The next sections are entitled "Communicate Clearly and Clarify What the Patient Means' and "Set and Keep Boundaries and a Clear Treatment Frame"

p.174 has a section entitled "Understand the Role of Hypnosis, Trance, and Trance-Logic in Dissociative Parts' - and talks about the fact that "Hypnotic trance often occurs regularly in dissociative patients" - and that "All dissociative parts are characterized by a certain degree of trance logic"  Orne (1959) coined this phrase, and it "indicates a special type of concrete thinking that is often paired with strong imaginative components, in which there is a decrease in critical judgement and an increased tolerance of logical incongruity.  It inhibits the ability to reflect and take perspective, and it involves very concrete thinking and psychic equivalence (confusion between internal and external reality).  In trance, dissociative patients more easily think in terms of images than words."

They go on to give examples including "A patient can say with no sense of incongruence that her mother lives in her head, or that a part is sitting on the sofa next to her, or that there is a hallway inside with many doors, some of which are sealed shut.  A "dead" part may talk with the therapist, and a part that is a "tree" can also have a lively conversation with the therapist or comfort a small child part."  They give many more examples.

They emphasise that the therapist "must also help the patient to get out of trance, and live in the present as much as possible." (Kluft, 2013).

p175 there is a section entitled "Treat All Dissociative Parts Equally and as Aspects of One Person" and this starts with the sentence "The literature is unanimous in insisting that therapists view dissociative parts as aspects of a single individual, not as separate entities."  They also say "Therapists are encouraged to treat all parts with the same acceptance and openness, not favouring one over another (Chu, 2011; Kluft, 1993)"

When I first read this section, I underlined this sentence "In complex dissociative disorders, this tendency is magnified, in part by patients who disown aspects of the self that are not acceptable and who do their best to keep those parts out of therapy so that the therapist cannot even access them." (This makes me think about the fact that I have become aware of some parts of myself that feel 'unacceptable' - and which I've not yet written about in my Journal or in the forum.  But I know those parts are there.

The next section is entitled "Never Try to 'Get Rid of' Dissociative Parts"  - they talk of "transforming" and "integrating" them, - not killing them off or exiling them.  "Disowned parts must be accepted and changed".  "Thus, the long-term goal is to help all parts of the patient understand and accept each part, even though certain behaviours are not acceptable.   In this way every part begins to have more in common with the others, sharing similar skills, emotions, and beliefs, to the point that there is no longer the need for parts to be separate.  After all, healthy development of self involves being creative, adaptable, and flexible enough, that we can cope with whatever comes."
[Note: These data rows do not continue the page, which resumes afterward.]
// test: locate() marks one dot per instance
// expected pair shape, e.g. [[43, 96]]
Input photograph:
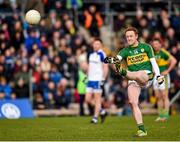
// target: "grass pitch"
[[79, 129]]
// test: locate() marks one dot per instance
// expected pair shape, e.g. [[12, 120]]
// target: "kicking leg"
[[159, 105], [133, 96]]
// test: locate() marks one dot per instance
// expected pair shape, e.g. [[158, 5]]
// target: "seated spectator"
[[93, 21], [5, 89]]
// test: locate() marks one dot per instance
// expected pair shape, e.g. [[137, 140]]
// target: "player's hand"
[[160, 79], [102, 83], [165, 72], [108, 60]]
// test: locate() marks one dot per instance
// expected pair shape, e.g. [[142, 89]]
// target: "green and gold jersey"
[[162, 58], [138, 58]]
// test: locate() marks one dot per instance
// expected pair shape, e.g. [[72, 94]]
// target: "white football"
[[33, 17]]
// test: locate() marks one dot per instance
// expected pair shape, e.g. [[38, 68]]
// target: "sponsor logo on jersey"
[[137, 59]]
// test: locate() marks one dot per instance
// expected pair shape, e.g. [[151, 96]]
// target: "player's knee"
[[133, 103]]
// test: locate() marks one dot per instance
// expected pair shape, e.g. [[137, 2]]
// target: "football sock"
[[165, 113], [141, 127], [160, 112]]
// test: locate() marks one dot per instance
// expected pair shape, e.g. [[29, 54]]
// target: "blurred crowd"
[[48, 55]]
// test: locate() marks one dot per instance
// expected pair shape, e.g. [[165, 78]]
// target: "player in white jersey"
[[97, 73]]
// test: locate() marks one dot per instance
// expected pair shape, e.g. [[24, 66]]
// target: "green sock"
[[141, 127], [160, 112], [123, 72]]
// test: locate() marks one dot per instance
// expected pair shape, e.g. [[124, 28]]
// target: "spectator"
[[93, 21]]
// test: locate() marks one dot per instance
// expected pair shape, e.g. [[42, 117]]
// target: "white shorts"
[[94, 87], [135, 82], [165, 85], [149, 83]]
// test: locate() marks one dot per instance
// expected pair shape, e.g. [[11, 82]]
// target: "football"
[[32, 17]]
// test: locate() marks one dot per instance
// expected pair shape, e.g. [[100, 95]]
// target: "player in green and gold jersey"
[[166, 63], [140, 62]]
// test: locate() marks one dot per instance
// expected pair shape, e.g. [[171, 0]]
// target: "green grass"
[[78, 128]]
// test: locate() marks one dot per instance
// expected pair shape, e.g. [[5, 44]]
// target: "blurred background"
[[41, 63]]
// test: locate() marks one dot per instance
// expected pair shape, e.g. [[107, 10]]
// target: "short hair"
[[131, 29], [156, 39], [98, 39]]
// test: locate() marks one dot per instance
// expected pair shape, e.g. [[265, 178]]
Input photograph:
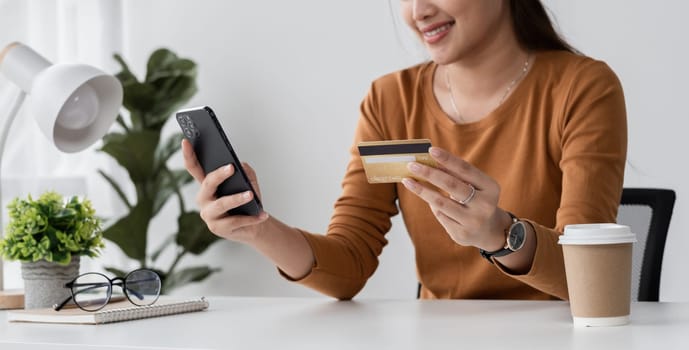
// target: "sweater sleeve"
[[348, 254], [592, 131]]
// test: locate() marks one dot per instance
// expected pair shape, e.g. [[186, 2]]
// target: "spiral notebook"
[[113, 312]]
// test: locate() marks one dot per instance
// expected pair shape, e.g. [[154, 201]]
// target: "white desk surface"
[[326, 324]]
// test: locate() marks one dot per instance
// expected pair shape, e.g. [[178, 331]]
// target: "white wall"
[[287, 78]]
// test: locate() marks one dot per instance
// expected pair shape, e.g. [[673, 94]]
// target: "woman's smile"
[[435, 32]]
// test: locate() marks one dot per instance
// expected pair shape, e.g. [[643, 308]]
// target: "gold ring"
[[471, 195]]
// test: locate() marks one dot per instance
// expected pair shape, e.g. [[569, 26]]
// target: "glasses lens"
[[142, 287], [91, 291]]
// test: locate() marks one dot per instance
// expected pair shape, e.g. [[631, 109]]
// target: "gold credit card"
[[386, 161]]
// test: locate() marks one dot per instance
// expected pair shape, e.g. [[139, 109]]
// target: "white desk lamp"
[[73, 104]]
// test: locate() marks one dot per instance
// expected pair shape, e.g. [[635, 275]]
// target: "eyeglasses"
[[92, 291]]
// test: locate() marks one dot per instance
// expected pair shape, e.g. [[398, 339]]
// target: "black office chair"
[[648, 212]]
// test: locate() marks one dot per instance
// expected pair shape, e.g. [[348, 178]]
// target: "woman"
[[528, 135]]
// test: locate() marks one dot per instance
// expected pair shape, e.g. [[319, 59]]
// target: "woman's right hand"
[[214, 210]]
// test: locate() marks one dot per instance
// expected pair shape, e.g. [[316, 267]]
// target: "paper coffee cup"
[[598, 263]]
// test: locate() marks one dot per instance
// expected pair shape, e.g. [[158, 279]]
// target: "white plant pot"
[[44, 282]]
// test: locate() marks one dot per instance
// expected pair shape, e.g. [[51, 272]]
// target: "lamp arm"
[[4, 132]]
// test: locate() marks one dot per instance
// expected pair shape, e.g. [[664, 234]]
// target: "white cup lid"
[[597, 234]]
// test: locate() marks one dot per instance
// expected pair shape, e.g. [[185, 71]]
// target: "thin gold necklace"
[[521, 75]]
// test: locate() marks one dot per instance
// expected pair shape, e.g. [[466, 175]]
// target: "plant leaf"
[[134, 151], [129, 232], [164, 151], [169, 240], [116, 187]]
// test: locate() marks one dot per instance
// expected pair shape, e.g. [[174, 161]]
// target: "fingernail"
[[414, 167], [409, 184]]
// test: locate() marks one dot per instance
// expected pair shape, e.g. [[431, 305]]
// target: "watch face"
[[517, 236]]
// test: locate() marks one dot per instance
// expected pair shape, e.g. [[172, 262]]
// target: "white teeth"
[[437, 30]]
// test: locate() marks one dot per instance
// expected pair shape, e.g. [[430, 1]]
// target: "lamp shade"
[[73, 104]]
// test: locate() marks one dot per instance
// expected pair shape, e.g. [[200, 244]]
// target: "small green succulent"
[[51, 229]]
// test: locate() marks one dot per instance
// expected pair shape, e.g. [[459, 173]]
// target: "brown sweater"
[[557, 147]]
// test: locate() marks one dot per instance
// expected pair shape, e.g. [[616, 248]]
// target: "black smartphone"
[[201, 127]]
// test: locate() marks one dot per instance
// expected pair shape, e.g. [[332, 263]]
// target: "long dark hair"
[[533, 27]]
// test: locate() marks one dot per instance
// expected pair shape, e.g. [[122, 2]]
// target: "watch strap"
[[502, 251]]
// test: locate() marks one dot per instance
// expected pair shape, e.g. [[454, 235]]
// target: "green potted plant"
[[139, 147], [49, 235]]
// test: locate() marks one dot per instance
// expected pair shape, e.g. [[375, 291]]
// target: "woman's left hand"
[[468, 210]]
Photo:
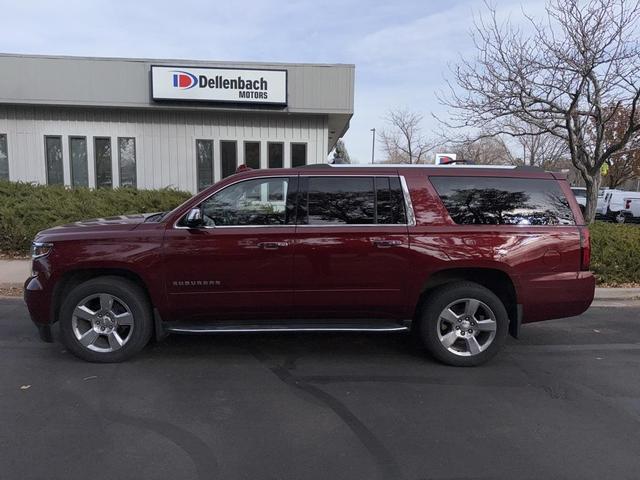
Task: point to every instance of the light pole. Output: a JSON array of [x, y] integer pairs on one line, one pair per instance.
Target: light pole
[[373, 145]]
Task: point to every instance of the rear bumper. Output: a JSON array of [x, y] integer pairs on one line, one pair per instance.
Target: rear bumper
[[556, 296]]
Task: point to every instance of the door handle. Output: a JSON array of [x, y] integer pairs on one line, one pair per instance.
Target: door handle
[[273, 245], [387, 243]]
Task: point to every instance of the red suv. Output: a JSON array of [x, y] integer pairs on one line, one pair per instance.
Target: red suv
[[460, 255]]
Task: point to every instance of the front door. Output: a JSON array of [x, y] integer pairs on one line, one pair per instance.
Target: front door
[[238, 265], [352, 251]]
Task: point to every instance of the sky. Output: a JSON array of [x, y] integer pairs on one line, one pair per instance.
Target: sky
[[402, 50]]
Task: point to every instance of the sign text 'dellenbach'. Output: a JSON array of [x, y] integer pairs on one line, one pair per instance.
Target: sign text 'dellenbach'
[[219, 85]]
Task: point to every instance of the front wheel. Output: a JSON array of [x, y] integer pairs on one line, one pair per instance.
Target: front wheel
[[106, 319], [463, 324]]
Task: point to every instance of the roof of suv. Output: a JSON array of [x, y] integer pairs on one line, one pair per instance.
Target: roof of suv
[[439, 170]]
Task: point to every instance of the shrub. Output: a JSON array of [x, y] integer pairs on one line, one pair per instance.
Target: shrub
[[26, 209], [615, 253]]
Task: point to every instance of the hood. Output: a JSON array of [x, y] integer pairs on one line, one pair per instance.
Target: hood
[[121, 222]]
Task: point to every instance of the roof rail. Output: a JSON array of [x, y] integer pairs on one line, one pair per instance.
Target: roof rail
[[421, 165]]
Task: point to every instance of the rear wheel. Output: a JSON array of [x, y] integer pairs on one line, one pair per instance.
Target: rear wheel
[[463, 324], [106, 319]]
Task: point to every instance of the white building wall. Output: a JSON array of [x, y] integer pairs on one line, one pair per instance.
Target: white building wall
[[165, 140]]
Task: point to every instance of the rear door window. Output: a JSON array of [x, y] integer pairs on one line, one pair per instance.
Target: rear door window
[[354, 200], [503, 201]]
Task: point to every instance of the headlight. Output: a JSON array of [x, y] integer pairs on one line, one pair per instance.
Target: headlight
[[40, 249]]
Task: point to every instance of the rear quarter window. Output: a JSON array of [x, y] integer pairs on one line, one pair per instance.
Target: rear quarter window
[[503, 201]]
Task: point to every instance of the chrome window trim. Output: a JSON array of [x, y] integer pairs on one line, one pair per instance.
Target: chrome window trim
[[410, 217], [176, 226], [408, 204]]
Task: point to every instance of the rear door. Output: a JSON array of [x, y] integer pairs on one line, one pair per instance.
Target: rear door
[[352, 247]]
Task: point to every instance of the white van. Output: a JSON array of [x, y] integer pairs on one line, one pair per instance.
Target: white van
[[631, 210], [613, 203]]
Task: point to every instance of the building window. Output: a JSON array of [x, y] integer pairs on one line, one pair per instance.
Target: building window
[[228, 157], [127, 161], [276, 155], [53, 154], [252, 154], [102, 153], [204, 154], [79, 166], [298, 154], [4, 158]]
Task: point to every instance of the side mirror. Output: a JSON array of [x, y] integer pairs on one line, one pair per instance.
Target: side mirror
[[194, 218]]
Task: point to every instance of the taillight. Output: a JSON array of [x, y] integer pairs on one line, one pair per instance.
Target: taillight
[[585, 248]]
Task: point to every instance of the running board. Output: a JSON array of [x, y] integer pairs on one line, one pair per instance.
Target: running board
[[387, 326]]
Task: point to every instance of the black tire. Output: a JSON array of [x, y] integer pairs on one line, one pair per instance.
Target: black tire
[[429, 323], [125, 292]]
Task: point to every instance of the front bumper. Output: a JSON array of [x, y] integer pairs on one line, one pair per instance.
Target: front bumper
[[38, 300]]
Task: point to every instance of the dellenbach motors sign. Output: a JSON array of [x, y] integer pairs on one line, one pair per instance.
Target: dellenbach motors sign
[[219, 85]]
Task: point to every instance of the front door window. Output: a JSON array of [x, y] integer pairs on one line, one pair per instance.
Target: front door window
[[256, 202]]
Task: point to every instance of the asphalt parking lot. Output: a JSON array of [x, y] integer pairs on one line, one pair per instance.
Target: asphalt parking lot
[[561, 403]]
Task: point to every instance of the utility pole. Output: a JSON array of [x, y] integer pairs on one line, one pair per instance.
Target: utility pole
[[373, 145]]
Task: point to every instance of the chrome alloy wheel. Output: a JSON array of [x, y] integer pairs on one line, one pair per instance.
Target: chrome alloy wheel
[[102, 322], [466, 327]]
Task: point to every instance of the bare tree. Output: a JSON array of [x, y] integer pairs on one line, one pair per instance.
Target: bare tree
[[483, 150], [540, 150], [558, 80], [403, 141], [624, 164], [340, 154]]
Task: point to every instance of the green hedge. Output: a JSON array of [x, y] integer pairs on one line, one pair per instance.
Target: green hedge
[[615, 253], [26, 209]]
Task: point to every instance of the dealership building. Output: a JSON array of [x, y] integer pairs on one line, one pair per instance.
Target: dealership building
[[111, 122]]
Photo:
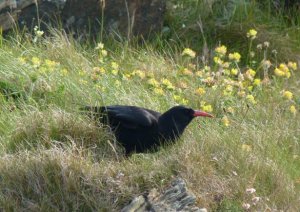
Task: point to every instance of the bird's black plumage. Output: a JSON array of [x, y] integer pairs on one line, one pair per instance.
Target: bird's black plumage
[[139, 130]]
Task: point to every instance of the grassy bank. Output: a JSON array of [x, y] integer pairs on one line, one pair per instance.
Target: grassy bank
[[53, 158]]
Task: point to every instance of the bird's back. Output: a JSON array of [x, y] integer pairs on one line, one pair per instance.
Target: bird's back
[[134, 127]]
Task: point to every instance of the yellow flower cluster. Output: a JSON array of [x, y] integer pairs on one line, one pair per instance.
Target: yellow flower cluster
[[188, 52], [221, 50], [283, 71], [236, 57], [251, 34]]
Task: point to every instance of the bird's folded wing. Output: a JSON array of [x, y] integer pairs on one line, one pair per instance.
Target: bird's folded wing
[[132, 119]]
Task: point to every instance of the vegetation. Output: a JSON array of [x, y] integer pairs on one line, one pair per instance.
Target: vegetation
[[53, 158]]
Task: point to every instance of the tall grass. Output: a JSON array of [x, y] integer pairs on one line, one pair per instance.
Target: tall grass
[[54, 158]]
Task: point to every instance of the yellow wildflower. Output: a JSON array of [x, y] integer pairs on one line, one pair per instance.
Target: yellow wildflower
[[230, 110], [180, 100], [292, 65], [221, 50], [199, 74], [168, 84], [266, 44], [114, 65], [288, 95], [200, 91], [104, 53], [246, 148], [22, 60], [84, 82], [241, 93], [51, 63], [187, 72], [207, 68], [158, 91], [278, 72], [209, 81], [251, 72], [252, 34], [226, 64], [100, 46], [266, 64], [225, 121], [283, 67], [207, 108], [64, 72], [256, 82], [36, 61], [188, 52], [227, 72], [293, 109], [117, 83], [183, 85], [82, 73], [250, 99], [218, 60], [139, 73], [234, 71], [234, 56], [153, 82], [115, 72]]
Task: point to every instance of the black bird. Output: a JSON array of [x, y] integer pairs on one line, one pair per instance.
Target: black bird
[[140, 130]]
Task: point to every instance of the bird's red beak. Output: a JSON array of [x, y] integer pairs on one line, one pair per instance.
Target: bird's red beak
[[202, 113]]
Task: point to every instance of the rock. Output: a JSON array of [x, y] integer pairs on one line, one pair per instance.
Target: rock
[[128, 18], [175, 198]]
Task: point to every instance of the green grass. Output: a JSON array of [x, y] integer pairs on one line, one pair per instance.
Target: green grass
[[53, 158]]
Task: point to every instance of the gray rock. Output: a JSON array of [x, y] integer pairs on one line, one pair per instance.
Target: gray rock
[[175, 198]]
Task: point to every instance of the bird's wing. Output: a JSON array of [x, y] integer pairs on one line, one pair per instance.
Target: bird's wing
[[131, 117]]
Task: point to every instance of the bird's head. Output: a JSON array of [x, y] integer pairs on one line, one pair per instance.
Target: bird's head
[[182, 114], [177, 118]]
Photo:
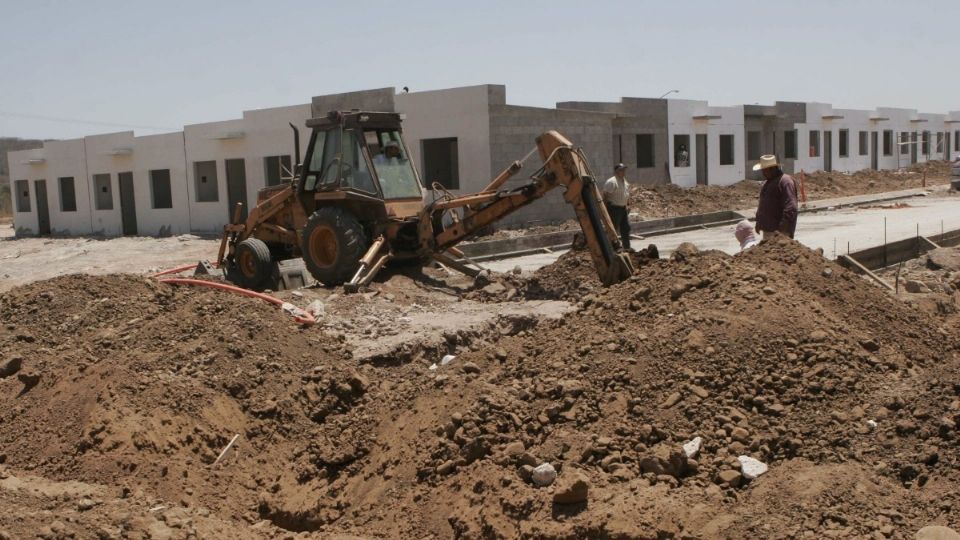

Core Concept: "One long-term goal of treatment is to help patients accept with compassion all parts of themselves, and to separate disapproval of behaviours from disapproval of parts of self."

The final sections, on p. 177 are entitled "Constantly Monitor and Manage Transference and Countertransference" and "When the Therapist Becomes Defensive or Makes a Mistake, Repair with the Patient" and finally the section entitled "View Resistance as Protection" - and they state "Our task is to understand the function of resistance as a protection against something the patient is not yet able or ready to experience (Messer, 2002)."

I found this chapter to be helpful and interesting.